Rally assails increase in city’s water rates
Council members, labor, faith leaders call rises ‘atrocity,’ ‘inhumane’
Protesters rallied outside City Hall Monday to decry Baltimore’s third water rate increase in two years.
With the latest 9.4 percent rise effective this week, the cost of water in the city has doubled over the last eight years. A typical home paying $84 a month will now pay $92.
Advocates say the increases are outpacing the ability of many to pay.
The Rev. Mark James said he nearly lost his Northeast Baltimore church over a water bill. The $6,000 bill sent his congregation into a long legal battle.
“This is an atrocity,” James said. “We have got to be able to find some humanity in our governance.”
The rate increases were approved by the city’s spending board in 2016. For every 748 gallons, or 100 cubic feet of water, a household uses, the cost will be $2.73. Bay and stormwater fees will not increase.
Water shot up from a fountain in front of City Hall Monday. Demonstrators said the high temperatures — which prompted the city health commissioner to warn about the dangers of the extreme heat — made access to drinking water more important than ever.
City officials say they have no choice but to raise the rates. The money will go toward billions of dollars of improvements to the city’s crumbling, century-old sewer system, including the installation of buried tanks to protect drinking water, upgrades to wastewater treatment plants and the replacement and repair of at least 15 miles of water mains each year.
Public works spokesman Jeffery Raymond said the city has “waited too long to take these investments seriously.
“Now you see other jurisdictions in the region and across the country raising their rates as well as they attempt to catch up,” he said.
New water and sewer rates in Baltimore County, for instance, took effect on Sunday. Rates increased an average of 13.9 percent, up from an 8.4 percent increase last year. The county has raised water and sewer rates for the past three years.
Researchers at Michigan State University, funded by the National Science Foundation, have estimated that more than a third of U.S. households will find water unaffordable within the next five years. That means it will cost more than 4.5 percent of their income.
Raymond said the city’s Public Works Department does not have any proposals in place for future rate adjustments for Baltimore customers.
“We also understand that affordability has become a significant issue for our customers,” he said.
The city has made financial aid for senior citizens and low-income households more generous alongside the rate hikes, Raymond said. Payment plans are available for residents struggling to pay their water bills.
An annual grant for eligible low-income families will increase from $216 to $236. The maximum income to qualify for a discount program for seniors will increase from $30,600 to $31,500. Bay restoration and stormwater fees are waived for participants.

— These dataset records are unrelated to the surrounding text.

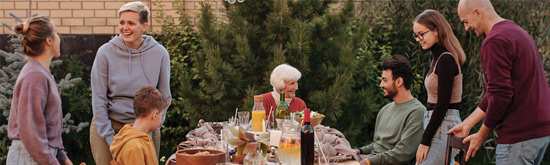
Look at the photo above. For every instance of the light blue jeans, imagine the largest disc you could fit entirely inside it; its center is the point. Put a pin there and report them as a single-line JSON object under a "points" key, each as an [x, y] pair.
{"points": [[18, 155], [438, 148], [525, 152]]}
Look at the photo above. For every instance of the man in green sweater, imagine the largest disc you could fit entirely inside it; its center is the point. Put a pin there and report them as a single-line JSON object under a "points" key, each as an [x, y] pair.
{"points": [[398, 128]]}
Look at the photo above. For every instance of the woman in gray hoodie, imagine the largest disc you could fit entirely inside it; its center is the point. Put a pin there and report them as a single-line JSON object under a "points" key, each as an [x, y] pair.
{"points": [[128, 62]]}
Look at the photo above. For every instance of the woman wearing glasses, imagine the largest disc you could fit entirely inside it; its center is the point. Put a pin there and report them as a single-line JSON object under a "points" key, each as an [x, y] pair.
{"points": [[443, 84]]}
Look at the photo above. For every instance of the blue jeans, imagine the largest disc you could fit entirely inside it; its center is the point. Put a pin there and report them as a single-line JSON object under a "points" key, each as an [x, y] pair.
{"points": [[525, 152], [438, 148]]}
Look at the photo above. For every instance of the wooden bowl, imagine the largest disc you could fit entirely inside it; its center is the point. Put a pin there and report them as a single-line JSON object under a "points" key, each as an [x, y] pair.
{"points": [[314, 121], [188, 157]]}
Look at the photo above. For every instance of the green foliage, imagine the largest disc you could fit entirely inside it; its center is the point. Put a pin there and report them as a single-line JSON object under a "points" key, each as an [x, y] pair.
{"points": [[533, 16], [78, 102], [181, 42]]}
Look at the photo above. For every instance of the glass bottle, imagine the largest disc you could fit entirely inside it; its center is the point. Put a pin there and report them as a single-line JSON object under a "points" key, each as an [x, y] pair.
{"points": [[282, 110], [258, 114]]}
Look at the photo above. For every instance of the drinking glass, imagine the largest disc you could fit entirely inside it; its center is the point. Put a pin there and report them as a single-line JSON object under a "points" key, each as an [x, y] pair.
{"points": [[244, 117], [224, 135]]}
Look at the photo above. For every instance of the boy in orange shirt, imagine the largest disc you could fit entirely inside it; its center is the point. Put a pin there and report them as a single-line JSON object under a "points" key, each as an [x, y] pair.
{"points": [[133, 143]]}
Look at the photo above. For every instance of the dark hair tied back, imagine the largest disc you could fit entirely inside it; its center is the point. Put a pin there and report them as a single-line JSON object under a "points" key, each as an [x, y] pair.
{"points": [[33, 34]]}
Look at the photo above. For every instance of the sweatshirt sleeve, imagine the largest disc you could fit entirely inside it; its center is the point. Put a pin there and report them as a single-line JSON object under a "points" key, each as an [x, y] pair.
{"points": [[30, 117], [497, 67], [164, 79], [405, 149], [131, 155], [446, 70], [99, 80]]}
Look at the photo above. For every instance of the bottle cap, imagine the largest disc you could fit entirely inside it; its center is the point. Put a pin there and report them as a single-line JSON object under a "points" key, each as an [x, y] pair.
{"points": [[258, 98]]}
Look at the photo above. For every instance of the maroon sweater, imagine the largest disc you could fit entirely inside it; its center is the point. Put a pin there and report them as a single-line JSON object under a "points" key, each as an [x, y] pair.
{"points": [[35, 115], [517, 103], [296, 104]]}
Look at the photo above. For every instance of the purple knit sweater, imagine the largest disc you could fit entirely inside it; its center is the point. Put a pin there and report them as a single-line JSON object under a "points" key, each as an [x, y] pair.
{"points": [[35, 115]]}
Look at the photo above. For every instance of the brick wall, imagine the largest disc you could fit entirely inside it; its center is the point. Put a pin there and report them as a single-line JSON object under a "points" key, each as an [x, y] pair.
{"points": [[92, 16]]}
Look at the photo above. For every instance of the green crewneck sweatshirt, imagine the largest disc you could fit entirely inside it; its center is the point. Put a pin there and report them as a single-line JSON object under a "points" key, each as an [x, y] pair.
{"points": [[397, 133]]}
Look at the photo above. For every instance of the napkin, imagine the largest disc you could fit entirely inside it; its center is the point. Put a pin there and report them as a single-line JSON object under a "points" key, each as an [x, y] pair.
{"points": [[333, 142]]}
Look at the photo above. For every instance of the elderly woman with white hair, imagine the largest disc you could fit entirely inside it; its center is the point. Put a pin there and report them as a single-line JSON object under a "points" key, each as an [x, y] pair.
{"points": [[284, 78]]}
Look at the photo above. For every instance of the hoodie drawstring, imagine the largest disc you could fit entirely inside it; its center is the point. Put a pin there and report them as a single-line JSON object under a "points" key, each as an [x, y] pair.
{"points": [[143, 68], [130, 63]]}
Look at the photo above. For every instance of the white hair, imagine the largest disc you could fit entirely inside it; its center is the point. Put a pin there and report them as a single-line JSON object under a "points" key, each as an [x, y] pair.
{"points": [[139, 8], [282, 73]]}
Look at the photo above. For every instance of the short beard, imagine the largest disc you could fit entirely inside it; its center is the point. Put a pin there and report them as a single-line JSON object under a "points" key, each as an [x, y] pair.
{"points": [[391, 93]]}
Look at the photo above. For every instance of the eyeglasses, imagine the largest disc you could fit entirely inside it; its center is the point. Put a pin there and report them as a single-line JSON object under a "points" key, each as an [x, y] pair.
{"points": [[420, 36]]}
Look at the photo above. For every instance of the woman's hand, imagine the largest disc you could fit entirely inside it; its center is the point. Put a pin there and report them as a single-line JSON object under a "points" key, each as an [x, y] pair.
{"points": [[460, 130], [422, 153], [68, 162]]}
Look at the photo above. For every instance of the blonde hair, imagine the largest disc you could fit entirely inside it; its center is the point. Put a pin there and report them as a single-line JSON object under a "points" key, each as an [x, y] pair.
{"points": [[282, 73], [139, 8], [433, 20], [147, 99]]}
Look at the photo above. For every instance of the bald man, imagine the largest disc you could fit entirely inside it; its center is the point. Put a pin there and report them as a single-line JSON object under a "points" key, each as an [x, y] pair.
{"points": [[517, 100]]}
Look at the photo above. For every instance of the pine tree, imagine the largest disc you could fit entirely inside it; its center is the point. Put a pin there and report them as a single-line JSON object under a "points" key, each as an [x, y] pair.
{"points": [[8, 76], [240, 51]]}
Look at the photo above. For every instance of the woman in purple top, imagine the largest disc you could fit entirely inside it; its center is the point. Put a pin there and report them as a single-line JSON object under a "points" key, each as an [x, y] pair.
{"points": [[35, 117], [443, 84]]}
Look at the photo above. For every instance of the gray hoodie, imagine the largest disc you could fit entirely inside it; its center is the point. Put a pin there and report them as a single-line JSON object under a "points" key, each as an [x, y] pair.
{"points": [[118, 72]]}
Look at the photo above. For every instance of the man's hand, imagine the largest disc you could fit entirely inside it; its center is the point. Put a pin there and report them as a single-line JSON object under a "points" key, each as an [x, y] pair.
{"points": [[460, 130], [476, 140], [422, 153], [68, 162], [463, 129]]}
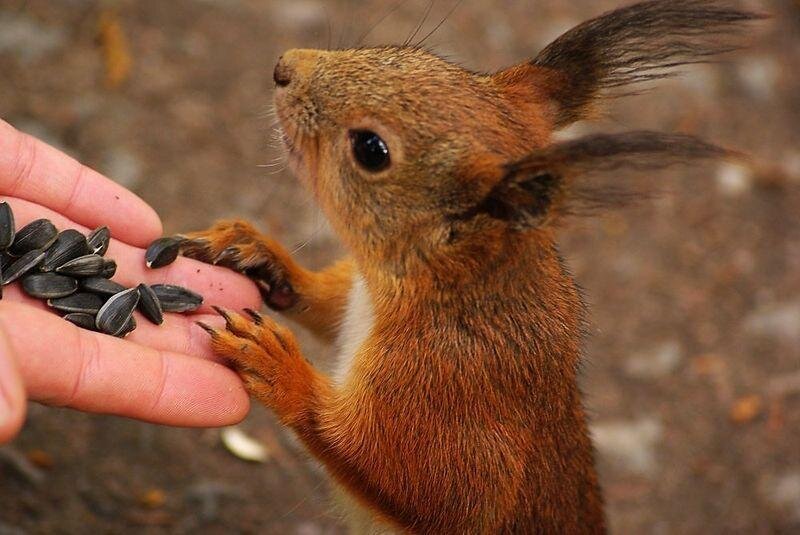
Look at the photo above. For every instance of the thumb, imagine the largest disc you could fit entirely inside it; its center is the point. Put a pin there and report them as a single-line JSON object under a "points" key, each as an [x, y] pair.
{"points": [[12, 393]]}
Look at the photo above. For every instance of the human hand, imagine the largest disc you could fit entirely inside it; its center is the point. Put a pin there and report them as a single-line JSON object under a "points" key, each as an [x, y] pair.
{"points": [[165, 374]]}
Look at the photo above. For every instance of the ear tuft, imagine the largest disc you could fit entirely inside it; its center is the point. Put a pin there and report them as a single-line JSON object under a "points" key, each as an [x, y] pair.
{"points": [[629, 46], [584, 176]]}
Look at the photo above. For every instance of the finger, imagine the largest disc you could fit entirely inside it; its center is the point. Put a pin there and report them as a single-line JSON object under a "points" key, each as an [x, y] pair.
{"points": [[178, 334], [32, 170], [12, 393], [66, 366], [217, 285]]}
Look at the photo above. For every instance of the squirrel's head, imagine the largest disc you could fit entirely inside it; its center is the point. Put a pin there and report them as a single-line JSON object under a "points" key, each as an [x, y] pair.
{"points": [[415, 159]]}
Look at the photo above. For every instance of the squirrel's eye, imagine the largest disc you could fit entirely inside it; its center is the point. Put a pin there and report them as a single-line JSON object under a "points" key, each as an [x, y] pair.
{"points": [[370, 151]]}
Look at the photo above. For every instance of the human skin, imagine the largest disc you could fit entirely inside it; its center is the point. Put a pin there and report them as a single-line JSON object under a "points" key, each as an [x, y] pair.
{"points": [[162, 374]]}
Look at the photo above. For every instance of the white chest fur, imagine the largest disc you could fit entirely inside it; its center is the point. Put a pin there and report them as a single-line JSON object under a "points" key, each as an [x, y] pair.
{"points": [[358, 321]]}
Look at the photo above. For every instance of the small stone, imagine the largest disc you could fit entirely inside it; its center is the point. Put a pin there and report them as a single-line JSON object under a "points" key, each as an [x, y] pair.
{"points": [[629, 443], [658, 362], [746, 409], [734, 180]]}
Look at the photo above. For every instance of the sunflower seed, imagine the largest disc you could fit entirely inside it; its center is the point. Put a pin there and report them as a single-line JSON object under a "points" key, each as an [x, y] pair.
{"points": [[149, 305], [129, 327], [84, 266], [49, 285], [78, 302], [102, 286], [109, 269], [6, 260], [162, 252], [7, 226], [39, 234], [99, 239], [114, 315], [23, 265], [82, 320], [177, 299], [69, 245]]}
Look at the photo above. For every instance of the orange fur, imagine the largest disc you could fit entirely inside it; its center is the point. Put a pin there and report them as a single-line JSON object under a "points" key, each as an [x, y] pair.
{"points": [[460, 410]]}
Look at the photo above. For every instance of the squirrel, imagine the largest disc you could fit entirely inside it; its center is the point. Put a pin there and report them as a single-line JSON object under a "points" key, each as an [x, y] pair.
{"points": [[455, 405]]}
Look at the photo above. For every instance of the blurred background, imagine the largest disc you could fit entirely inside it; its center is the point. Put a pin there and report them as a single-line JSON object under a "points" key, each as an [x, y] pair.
{"points": [[692, 371]]}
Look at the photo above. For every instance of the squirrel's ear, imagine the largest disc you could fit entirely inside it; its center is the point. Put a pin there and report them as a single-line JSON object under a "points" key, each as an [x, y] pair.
{"points": [[583, 176], [635, 44]]}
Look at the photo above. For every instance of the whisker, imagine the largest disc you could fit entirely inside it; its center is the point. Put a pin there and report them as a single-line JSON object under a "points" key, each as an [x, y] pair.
{"points": [[421, 23], [377, 23], [441, 22]]}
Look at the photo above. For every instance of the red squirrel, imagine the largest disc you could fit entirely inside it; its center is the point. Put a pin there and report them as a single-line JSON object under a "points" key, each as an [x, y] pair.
{"points": [[455, 407]]}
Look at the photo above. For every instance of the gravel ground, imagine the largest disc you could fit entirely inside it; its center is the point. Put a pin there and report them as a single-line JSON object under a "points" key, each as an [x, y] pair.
{"points": [[693, 366]]}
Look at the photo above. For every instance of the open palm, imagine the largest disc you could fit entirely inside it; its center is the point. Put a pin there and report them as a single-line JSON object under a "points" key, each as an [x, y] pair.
{"points": [[165, 374]]}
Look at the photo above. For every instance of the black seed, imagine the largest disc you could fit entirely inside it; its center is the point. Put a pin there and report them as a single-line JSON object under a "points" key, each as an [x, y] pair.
{"points": [[39, 234], [162, 252], [114, 315], [177, 299], [69, 245], [78, 302], [6, 260], [83, 266], [23, 265], [7, 226], [109, 269], [49, 285], [129, 327], [84, 321], [99, 239], [149, 305], [102, 286]]}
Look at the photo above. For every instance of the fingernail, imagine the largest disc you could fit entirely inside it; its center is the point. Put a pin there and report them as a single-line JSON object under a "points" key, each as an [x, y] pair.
{"points": [[5, 408]]}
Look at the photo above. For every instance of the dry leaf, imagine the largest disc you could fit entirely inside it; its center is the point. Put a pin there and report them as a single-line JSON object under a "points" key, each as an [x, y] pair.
{"points": [[243, 446], [40, 458], [706, 365], [746, 409], [115, 49], [153, 498]]}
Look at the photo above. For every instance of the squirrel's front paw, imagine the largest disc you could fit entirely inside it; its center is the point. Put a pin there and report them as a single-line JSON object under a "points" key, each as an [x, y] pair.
{"points": [[239, 246], [268, 359]]}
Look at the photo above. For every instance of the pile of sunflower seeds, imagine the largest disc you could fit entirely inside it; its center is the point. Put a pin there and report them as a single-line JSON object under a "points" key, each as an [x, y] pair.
{"points": [[69, 271]]}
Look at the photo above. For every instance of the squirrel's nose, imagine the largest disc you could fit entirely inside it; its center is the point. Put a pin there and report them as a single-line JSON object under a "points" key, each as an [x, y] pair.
{"points": [[283, 73]]}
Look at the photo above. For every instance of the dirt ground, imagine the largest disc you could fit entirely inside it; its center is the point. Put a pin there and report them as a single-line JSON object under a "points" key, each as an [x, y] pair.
{"points": [[692, 368]]}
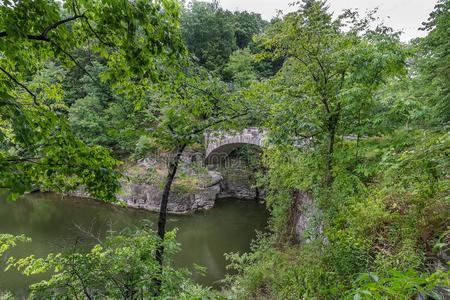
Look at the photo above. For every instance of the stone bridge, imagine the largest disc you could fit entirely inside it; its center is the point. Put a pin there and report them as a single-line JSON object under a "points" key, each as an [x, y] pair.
{"points": [[219, 144]]}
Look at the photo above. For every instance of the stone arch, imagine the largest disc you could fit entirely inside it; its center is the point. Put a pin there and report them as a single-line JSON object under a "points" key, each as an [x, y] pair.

City Council members Zeke Cohen and Shannon Sneed joined faith leaders and labor advocates at the rally to denounce the rate increases and the practice of sending homes and churches to tax sale to collect the debt and possibly force foreclosure.
Mayor Catherine E. Pugh imposed a moratorium in January on tax sales of debt from water bills at owner-occupied homes. Legislation that passed the General Assembly in April has excluded water liens on all residential properties from the 2019 tax sale.
Cohen said water bill-related problems still account for the majority of constituent service requests to his office.
“And yet with all of this chaos and confusion we are, again, raising the rates,” Cohen said. “It is wrong, it is immoral, it is inhumane.”
City officials said homeowners should call 410-396-5398 to apply for assistance.